Mortgage Rates Dropping? What You Need to Know
Rates fell low enough during this time to hit just under 6.30% for 30-year fixed-rate mortgages. Whether you seek an FHA mortgage, a conventional loan, or other options, conditions seem right for a housing market recovery. At least for now.
If this decline continues, we could see mortgage loan rates flirting with the 5% range, but whether the numbers actually reach the sub-6% range remains to be seen.
But falling rates don’t mean much to the borrower who isn’t ready to apply, get approved, make a down payment, etc. Until you are ready to make the jump from renter to homeowner, mortgage loan interest rates are purely hypothetical. Do you know why?
Mortgage Loan Rates and Credit Scores
That’s the totally obvious part of the advice you’ll read online about home loans and buying real estate. What may not be so obvious, especially to a first-time home buyer, is the fact that your mortgage loan interest rate is determined by multiple factors--not just the advertised going rate.
Your FICO scores will influence the lender’s decision to offer you an interest rate. If your credit is good, your rate offer may be more competitive than those a borrower with lower FICO scores might get. So “today’s interest rate” is NOT the entire story.

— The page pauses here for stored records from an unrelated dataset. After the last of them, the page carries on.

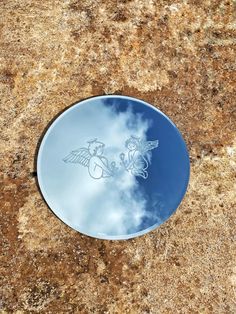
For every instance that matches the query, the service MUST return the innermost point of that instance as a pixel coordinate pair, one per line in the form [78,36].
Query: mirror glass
[113,167]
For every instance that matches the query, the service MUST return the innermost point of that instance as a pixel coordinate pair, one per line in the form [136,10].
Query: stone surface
[179,56]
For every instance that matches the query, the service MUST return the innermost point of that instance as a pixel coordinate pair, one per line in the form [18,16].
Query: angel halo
[113,167]
[135,161]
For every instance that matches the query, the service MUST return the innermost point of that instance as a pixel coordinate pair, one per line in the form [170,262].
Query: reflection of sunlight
[111,206]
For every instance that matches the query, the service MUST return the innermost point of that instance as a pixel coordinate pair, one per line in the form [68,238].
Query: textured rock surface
[179,56]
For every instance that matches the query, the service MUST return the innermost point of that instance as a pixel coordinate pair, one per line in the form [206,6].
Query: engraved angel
[92,157]
[137,159]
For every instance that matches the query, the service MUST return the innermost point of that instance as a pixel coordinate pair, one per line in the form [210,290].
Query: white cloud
[108,206]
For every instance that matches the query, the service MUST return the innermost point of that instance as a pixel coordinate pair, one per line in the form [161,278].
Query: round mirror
[113,167]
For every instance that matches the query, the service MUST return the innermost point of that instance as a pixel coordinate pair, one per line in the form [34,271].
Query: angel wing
[145,146]
[81,156]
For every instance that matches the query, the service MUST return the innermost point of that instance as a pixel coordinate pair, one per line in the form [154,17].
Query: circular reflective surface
[113,167]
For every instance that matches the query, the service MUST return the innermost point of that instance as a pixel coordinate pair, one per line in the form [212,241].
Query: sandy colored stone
[180,57]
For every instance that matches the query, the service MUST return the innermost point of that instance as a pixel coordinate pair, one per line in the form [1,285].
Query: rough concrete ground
[180,57]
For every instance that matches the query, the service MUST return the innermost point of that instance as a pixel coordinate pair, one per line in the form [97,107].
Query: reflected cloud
[117,205]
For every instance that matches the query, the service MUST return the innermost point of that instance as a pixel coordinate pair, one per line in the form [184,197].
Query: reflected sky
[123,204]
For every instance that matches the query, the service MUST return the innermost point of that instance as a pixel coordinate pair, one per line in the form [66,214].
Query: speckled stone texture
[180,57]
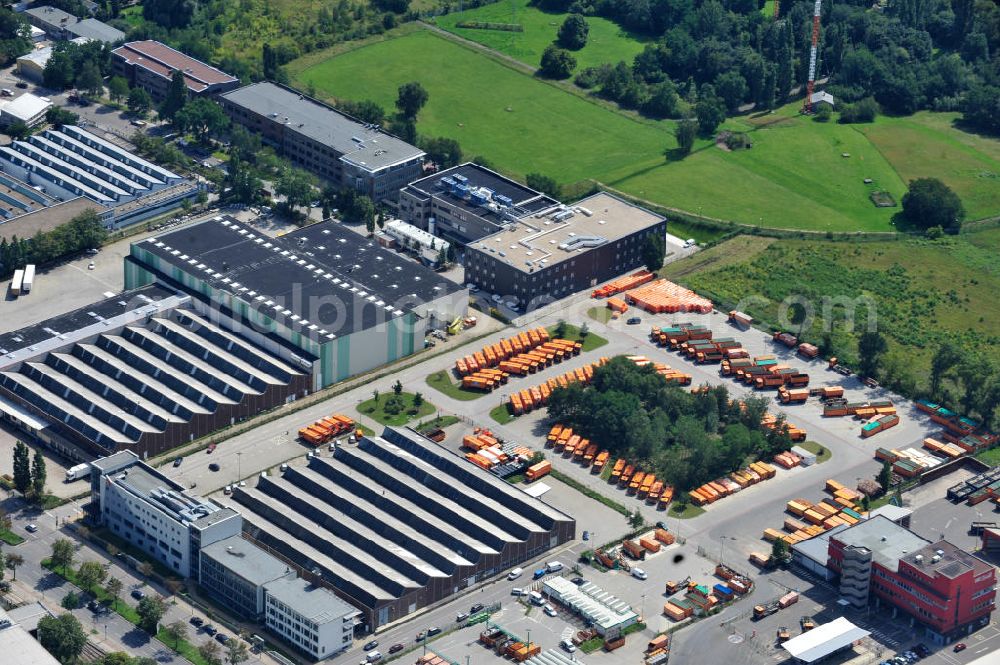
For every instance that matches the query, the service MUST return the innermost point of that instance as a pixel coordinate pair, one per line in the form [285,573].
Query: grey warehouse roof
[888,541]
[246,560]
[323,281]
[362,145]
[313,602]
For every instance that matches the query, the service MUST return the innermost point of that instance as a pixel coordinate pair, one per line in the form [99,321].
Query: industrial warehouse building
[546,256]
[71,162]
[142,506]
[329,143]
[144,371]
[948,590]
[322,298]
[468,202]
[396,523]
[151,65]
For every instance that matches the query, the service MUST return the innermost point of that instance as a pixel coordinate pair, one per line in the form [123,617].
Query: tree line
[708,59]
[685,439]
[85,231]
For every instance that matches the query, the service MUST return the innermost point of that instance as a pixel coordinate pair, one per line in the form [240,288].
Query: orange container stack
[662,296]
[623,284]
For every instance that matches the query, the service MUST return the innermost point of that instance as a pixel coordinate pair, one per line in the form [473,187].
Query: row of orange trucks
[542,356]
[810,520]
[562,440]
[738,480]
[529,399]
[643,485]
[326,429]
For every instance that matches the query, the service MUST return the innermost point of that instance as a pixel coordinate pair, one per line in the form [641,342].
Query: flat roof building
[70,162]
[397,523]
[607,613]
[950,591]
[824,640]
[468,202]
[543,257]
[311,618]
[329,143]
[234,572]
[27,108]
[323,298]
[61,25]
[144,371]
[151,65]
[142,506]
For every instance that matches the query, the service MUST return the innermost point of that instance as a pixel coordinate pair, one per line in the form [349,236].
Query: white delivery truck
[77,472]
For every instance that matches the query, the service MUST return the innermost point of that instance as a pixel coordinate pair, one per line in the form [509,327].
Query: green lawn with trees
[498,121]
[686,439]
[795,175]
[606,42]
[396,407]
[926,295]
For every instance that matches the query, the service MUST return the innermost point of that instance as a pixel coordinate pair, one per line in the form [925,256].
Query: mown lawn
[606,43]
[923,293]
[519,123]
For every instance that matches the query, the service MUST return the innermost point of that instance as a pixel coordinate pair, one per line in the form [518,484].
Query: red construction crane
[812,58]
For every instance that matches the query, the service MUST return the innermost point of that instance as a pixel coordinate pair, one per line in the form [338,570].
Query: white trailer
[15,284]
[77,472]
[29,278]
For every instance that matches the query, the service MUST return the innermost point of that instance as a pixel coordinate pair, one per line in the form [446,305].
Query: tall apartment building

That rate, coupled with the information in your credit report, will inform the lender’s decision to offer you a specific rate that may or may not match the one advertised on the lender’s official site.
Interest Rates Change Frequently
Another reason not to get too excited about the advertised going interest rate? It won’t mean anything to be offered a rate if you don’t accept it and enter into an interest rate lock commitment with the lender.
A rate lock is a service (often with a fee) that commits you and the lender to a specific, unchanging rate for a specific time. The idea is to protect the borrower from changes in the rate along the way.
How Interest Rate Locks Work
With a rate lock commitment, you and the lender agree that the rate will not change. Without this commitment, rates may move up and down between now and closing day, and you won’t have the protection of the rate lock to prevent rising rates from changing the costs of the loan.
A mortgage rate lock is possible once you have committed to buying a home and have been approved for the loan. A rate lock is not possible when you are in the window shopping phase of your search for a home. Your lender won’t agree to lock in an interest rate without a commitment to buy.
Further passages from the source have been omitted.